Lifelong Warrior McChrystal Felled by His Own Words
ABC News looks back at what McChrystal said about his military career.
June 23, 2010— -- They are the words that mark the undoing of respected warrior, Gen. Stanley McChrystal, a leader defined by his discipline and now punished for the few moments he wavered from it.
When interviewed by ABC News earlier this year, McChrystal said that he always wanted to be the kind of soldier that his dad was.
"If people trust me not to always get it right but to always try to get it right," McChrystal said, "if they had that faith ... then I think that I would have lived up to the way I view my father."

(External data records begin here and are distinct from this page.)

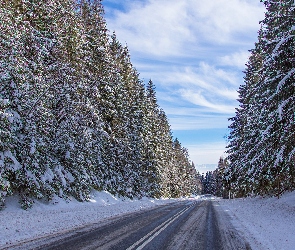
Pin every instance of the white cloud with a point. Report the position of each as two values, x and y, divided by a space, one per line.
198 98
169 28
237 59
186 122
208 153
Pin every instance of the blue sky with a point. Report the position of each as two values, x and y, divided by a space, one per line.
195 52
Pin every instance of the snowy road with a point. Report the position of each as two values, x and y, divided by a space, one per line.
180 225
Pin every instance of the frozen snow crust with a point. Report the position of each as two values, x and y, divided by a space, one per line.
46 218
269 221
266 223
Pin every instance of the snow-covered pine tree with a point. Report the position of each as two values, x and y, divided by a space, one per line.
260 144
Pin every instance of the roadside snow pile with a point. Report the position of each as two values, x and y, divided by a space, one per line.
270 221
46 218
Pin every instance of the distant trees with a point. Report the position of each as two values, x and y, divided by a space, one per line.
262 138
74 115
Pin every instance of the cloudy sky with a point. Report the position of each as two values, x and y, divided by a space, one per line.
195 52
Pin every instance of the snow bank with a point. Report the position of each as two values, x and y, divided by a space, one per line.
270 221
58 215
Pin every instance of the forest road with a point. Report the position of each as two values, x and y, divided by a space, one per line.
181 225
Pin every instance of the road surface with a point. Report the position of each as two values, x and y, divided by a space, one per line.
182 225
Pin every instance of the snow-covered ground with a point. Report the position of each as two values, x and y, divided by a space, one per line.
44 218
268 223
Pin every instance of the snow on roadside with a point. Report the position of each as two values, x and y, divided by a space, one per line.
270 221
46 218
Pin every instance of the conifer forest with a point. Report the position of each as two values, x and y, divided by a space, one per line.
261 152
75 115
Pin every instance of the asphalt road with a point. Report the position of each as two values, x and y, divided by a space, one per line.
180 226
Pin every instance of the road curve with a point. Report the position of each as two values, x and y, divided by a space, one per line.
182 225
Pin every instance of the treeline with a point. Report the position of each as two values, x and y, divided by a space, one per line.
262 135
74 114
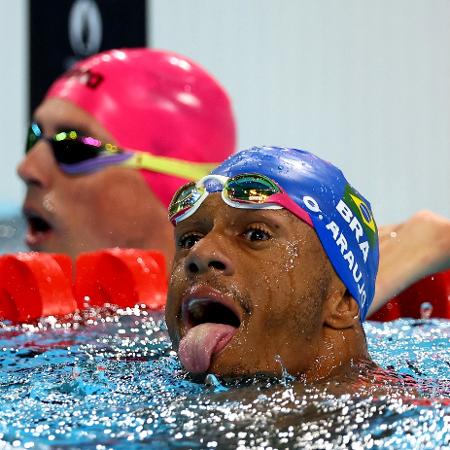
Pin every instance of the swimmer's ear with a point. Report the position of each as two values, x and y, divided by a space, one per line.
341 309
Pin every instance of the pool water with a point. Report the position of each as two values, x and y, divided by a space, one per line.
110 380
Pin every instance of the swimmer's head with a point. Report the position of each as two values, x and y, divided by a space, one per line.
99 125
276 260
153 101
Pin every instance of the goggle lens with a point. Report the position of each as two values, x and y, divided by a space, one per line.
68 146
186 197
250 188
34 134
246 188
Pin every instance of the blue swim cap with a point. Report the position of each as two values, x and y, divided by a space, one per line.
341 216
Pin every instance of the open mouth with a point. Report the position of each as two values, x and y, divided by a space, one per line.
38 228
38 224
209 325
199 311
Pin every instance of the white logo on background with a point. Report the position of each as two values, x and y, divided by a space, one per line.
85 27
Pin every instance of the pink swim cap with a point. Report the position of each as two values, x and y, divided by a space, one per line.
154 101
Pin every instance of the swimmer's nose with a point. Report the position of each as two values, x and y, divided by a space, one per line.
36 167
208 255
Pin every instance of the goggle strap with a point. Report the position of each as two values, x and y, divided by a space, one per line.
170 166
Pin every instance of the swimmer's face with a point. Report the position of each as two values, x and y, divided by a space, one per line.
75 213
247 291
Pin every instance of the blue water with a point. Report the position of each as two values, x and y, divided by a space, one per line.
113 382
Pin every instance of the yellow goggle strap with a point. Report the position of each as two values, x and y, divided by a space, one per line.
170 166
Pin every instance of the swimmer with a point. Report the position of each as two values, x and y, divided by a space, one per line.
112 141
410 251
275 266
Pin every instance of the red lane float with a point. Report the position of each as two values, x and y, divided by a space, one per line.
413 302
33 285
124 277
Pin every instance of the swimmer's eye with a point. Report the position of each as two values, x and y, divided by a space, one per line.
188 240
255 233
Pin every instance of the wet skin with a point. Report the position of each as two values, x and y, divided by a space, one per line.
108 208
269 268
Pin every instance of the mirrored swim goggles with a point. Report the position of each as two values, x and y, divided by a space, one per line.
77 154
247 191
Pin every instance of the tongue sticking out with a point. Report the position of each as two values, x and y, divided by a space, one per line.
201 342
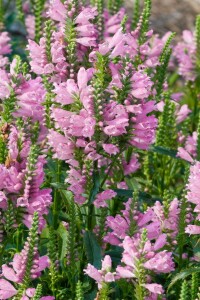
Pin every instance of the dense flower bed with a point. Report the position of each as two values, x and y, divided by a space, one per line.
99 154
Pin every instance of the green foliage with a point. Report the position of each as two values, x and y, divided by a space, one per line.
79 291
197 36
92 248
32 246
114 6
144 27
53 256
136 14
184 291
194 286
70 37
38 6
161 72
48 35
198 139
166 133
38 292
19 7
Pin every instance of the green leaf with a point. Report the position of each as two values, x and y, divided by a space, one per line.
164 151
96 186
182 275
93 249
64 236
129 194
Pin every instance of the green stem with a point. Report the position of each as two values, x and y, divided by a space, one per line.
56 200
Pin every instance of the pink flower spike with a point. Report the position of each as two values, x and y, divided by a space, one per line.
154 288
192 229
9 273
106 263
182 153
123 272
92 272
6 289
111 149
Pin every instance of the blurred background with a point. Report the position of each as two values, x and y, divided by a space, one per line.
171 15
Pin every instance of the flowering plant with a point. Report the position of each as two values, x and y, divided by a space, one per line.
99 154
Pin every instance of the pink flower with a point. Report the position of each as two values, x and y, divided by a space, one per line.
154 288
160 263
102 197
57 11
182 113
131 166
192 229
30 26
6 289
103 275
184 154
110 149
5 47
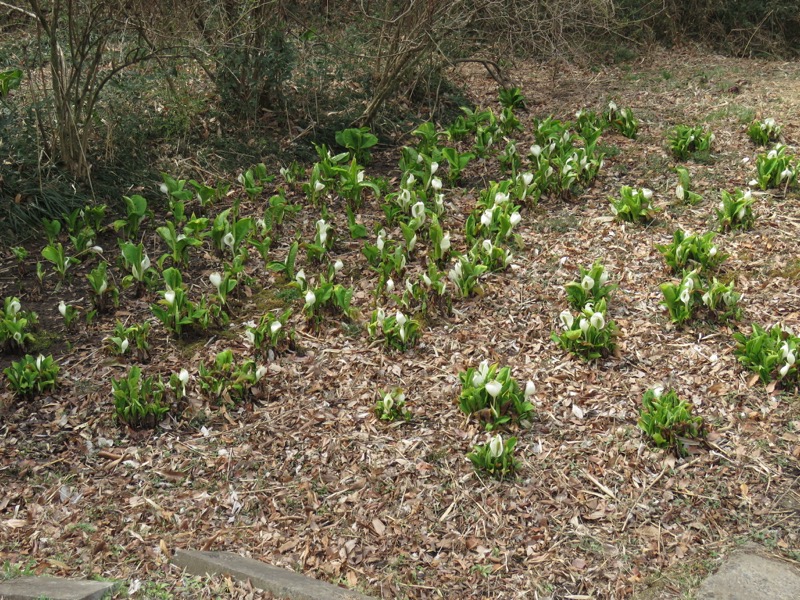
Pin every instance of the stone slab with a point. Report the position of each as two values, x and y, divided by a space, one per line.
54 588
280 582
748 575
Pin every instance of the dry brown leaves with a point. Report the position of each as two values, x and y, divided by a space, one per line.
308 479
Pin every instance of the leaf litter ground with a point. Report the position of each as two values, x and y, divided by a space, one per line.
307 478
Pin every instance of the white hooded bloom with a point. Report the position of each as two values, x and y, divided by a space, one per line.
322 229
493 388
418 210
584 325
496 446
311 298
480 375
444 245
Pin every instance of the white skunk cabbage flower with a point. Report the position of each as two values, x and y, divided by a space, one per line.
496 446
493 388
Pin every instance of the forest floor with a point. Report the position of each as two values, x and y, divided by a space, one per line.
306 477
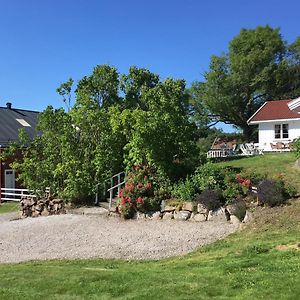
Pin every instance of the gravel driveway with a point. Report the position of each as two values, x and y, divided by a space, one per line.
81 236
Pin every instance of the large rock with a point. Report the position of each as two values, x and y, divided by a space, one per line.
199 218
201 209
140 216
237 209
234 220
217 215
45 212
168 216
189 206
154 215
182 215
169 208
248 217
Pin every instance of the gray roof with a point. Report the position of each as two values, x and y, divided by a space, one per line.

McChrystal graduated from the United States Military Academy at West Point in 1976 in a climate clouded by Vietnam. The men shaped by those times later would shape the general's team, men handpicked by McChrystal to join him in Afghanistan, men that he went to school with like Lt. Gen. David Rodriguez and Lt. Gen. William Caldwell.
Classmates and Comrades
McChrystal reflected on his time as a student at West Point with Rodriguez.
"We were not only classmates, but we were ranger company commanders together," he said.

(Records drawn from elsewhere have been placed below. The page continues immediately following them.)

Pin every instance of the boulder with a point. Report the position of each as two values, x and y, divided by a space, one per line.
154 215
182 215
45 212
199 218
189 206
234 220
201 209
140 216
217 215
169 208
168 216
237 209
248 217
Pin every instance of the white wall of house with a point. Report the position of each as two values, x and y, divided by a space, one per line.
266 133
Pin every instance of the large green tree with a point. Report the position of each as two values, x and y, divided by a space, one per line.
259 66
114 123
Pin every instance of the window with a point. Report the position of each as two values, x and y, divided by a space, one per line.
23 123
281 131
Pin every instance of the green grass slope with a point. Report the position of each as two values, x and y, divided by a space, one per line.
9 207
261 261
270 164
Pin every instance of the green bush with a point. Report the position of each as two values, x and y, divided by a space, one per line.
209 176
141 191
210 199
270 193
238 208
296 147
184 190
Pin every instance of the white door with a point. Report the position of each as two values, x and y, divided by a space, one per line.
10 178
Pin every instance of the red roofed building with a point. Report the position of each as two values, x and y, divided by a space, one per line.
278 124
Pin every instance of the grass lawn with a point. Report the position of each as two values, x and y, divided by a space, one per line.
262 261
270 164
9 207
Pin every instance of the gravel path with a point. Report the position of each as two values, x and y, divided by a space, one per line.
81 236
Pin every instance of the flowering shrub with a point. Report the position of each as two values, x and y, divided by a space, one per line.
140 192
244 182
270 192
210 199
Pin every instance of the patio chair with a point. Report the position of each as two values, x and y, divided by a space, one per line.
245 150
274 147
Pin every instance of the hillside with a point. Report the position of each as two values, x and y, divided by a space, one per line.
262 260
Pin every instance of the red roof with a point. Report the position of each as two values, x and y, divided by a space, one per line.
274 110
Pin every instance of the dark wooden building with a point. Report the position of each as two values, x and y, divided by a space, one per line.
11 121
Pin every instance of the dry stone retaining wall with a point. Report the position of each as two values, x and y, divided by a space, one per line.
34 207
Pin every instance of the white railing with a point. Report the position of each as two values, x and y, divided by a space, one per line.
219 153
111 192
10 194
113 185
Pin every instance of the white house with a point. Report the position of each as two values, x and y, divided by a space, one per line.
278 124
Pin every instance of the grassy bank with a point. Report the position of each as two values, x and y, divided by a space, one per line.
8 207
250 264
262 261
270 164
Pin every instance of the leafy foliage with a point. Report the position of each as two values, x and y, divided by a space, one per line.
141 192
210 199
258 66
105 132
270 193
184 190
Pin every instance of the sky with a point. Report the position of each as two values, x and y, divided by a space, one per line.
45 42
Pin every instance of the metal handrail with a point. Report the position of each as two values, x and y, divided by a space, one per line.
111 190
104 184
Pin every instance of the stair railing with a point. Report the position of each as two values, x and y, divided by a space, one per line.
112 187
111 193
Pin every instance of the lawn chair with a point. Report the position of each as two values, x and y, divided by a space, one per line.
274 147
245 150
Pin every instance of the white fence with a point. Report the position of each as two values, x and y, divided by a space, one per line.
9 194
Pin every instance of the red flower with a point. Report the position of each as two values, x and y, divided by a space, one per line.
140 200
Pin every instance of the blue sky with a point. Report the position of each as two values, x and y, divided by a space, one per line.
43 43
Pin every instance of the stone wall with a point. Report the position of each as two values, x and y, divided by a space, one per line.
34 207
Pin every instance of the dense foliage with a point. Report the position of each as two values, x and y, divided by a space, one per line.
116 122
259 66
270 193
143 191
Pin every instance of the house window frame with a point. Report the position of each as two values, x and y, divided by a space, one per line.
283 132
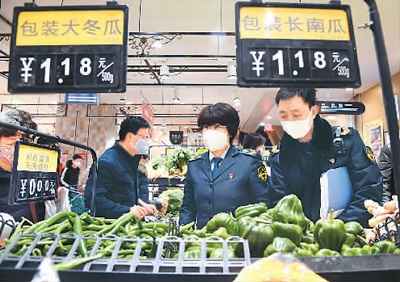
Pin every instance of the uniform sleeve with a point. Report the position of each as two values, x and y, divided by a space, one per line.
385 165
105 182
277 186
366 180
258 181
188 209
143 187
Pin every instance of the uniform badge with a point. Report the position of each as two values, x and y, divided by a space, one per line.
262 173
345 131
370 154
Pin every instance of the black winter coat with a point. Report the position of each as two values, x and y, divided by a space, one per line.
298 166
386 167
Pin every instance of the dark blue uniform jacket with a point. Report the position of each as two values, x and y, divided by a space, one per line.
297 168
240 180
116 185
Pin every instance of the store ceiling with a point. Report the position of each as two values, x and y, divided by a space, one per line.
198 59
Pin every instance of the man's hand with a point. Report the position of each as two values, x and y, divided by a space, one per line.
138 211
150 209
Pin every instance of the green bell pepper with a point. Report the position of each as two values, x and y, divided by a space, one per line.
221 232
258 235
288 230
350 240
330 233
279 244
289 210
327 253
251 210
313 248
384 247
222 219
307 237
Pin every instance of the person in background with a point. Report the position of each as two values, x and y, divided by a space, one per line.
386 167
118 184
70 175
309 147
63 163
255 141
223 178
8 137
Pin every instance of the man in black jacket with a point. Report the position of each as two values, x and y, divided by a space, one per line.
70 174
309 147
386 167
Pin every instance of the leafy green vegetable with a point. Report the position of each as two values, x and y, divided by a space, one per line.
174 198
172 165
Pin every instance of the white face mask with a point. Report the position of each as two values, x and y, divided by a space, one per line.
214 140
298 128
143 146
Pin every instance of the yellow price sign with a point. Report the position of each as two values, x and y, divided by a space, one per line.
293 23
32 158
70 27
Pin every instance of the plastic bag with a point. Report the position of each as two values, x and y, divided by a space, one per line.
55 206
46 272
7 225
278 267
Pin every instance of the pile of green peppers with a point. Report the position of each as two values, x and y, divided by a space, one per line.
285 228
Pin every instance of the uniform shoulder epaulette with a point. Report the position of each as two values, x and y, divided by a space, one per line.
197 157
344 130
249 152
275 149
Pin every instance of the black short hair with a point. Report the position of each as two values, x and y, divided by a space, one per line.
76 157
132 124
308 94
253 140
222 113
16 117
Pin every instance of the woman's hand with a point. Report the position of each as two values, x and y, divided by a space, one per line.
150 209
138 211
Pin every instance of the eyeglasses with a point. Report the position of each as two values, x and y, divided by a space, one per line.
143 136
215 126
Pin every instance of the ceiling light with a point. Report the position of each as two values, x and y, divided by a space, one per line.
176 99
164 71
157 44
236 101
231 71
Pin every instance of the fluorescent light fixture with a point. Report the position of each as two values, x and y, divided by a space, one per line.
176 99
157 44
231 71
164 71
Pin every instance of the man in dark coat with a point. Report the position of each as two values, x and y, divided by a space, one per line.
309 147
119 184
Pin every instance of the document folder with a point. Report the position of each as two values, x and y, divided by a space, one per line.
336 191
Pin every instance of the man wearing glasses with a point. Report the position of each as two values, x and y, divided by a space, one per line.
223 178
118 180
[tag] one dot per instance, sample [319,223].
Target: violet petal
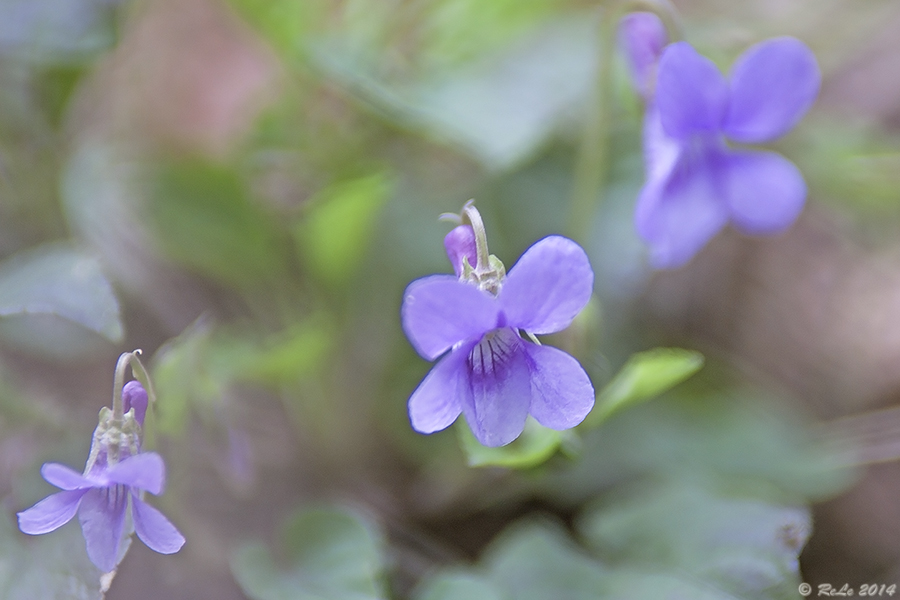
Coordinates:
[691,93]
[102,516]
[436,403]
[773,84]
[562,394]
[764,191]
[154,528]
[440,311]
[677,215]
[642,37]
[497,397]
[145,471]
[65,477]
[51,513]
[547,287]
[459,244]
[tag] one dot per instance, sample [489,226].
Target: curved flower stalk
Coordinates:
[696,183]
[108,496]
[488,372]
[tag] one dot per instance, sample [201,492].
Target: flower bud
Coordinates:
[134,396]
[460,244]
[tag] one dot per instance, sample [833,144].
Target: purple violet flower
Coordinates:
[696,183]
[490,374]
[108,497]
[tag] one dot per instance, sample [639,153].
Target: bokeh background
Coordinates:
[243,189]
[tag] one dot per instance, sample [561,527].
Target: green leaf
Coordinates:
[194,370]
[56,279]
[330,553]
[457,586]
[479,106]
[746,546]
[206,220]
[636,584]
[535,560]
[644,376]
[534,447]
[335,235]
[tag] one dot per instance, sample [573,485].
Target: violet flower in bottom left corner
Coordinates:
[103,498]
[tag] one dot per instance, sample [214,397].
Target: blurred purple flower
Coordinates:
[102,498]
[696,183]
[108,497]
[135,396]
[490,374]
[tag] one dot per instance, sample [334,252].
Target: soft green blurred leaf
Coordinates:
[458,586]
[55,31]
[194,370]
[537,561]
[284,23]
[644,376]
[205,219]
[335,234]
[738,436]
[181,378]
[54,566]
[536,444]
[330,553]
[636,584]
[746,546]
[56,279]
[456,31]
[289,356]
[500,108]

Caldwell is another McChrystal friend of 37 years. They were in Iraq together. McChrystal famously would appear in the dark of night, joining his subordinates on nighttime raids in Iraq.
The first time much of America heard about McChrystal was after the capture of Saddam Hussein in 2003. President George W. Bush mentioned the general in his speech. Contrary to what one might think, that wasn't the proudest moment of his career.

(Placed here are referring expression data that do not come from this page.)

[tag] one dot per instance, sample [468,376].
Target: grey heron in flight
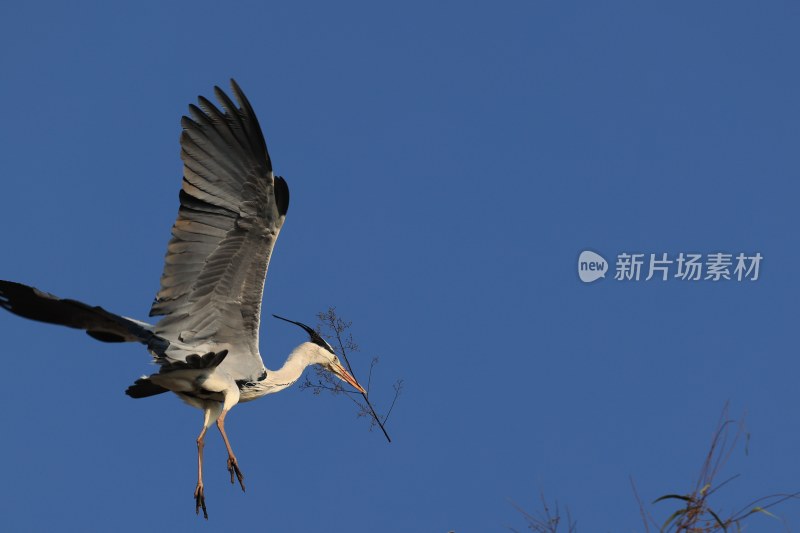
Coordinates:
[232,208]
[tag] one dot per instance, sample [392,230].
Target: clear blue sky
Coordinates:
[447,163]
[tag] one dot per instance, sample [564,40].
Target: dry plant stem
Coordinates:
[350,369]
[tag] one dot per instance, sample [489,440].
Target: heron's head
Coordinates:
[323,354]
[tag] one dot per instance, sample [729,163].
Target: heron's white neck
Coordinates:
[277,380]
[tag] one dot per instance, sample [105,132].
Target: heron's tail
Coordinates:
[32,303]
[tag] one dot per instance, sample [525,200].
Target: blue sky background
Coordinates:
[447,163]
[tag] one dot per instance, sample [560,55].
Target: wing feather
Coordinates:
[232,208]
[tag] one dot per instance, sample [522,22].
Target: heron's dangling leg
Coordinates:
[211,412]
[233,465]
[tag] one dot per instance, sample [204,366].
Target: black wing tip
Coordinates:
[281,195]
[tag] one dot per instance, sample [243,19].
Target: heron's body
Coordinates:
[232,208]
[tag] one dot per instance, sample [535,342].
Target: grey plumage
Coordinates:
[232,208]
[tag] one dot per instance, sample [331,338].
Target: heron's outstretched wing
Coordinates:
[232,208]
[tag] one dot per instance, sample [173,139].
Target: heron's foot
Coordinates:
[233,468]
[200,501]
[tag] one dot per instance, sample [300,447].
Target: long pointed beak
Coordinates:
[340,372]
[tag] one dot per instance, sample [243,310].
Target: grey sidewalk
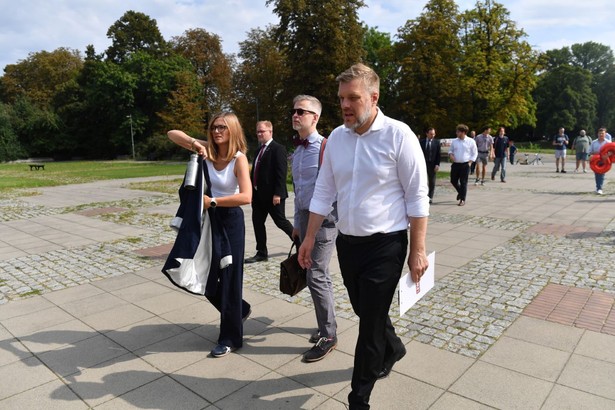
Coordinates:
[522,314]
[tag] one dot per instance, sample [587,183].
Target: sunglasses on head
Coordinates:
[300,111]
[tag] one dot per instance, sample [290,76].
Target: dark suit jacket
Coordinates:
[271,172]
[434,157]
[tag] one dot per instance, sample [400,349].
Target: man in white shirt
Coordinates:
[374,167]
[462,153]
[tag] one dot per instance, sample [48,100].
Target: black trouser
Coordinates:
[228,298]
[431,178]
[261,207]
[371,268]
[459,178]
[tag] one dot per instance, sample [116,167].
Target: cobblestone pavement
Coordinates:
[467,311]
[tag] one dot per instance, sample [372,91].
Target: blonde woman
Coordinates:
[230,187]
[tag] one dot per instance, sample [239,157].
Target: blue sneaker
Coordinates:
[221,351]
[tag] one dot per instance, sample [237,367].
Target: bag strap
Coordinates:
[322,152]
[293,245]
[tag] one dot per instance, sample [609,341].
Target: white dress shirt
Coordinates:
[379,177]
[464,150]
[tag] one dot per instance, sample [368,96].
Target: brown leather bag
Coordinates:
[292,275]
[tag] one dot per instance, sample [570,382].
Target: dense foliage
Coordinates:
[443,67]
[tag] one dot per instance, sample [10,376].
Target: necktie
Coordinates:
[257,163]
[298,141]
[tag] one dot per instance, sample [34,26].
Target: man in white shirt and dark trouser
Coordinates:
[462,153]
[374,167]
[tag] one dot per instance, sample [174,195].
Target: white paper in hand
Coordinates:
[410,292]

"The pride that I have always taken is when you build a team," he said.
Blistering Remarks
Now his team is left working the battlefield he is leaving behind, so shaped by their seemingly superhuman commander.
Caldwell once reflected on the moment his former college classmate, McChrystal, asked him in August 2008 to join him in Afghanistan.
"I was thrilled to go because I believe in him," Caldwell said in an interview earlier this year.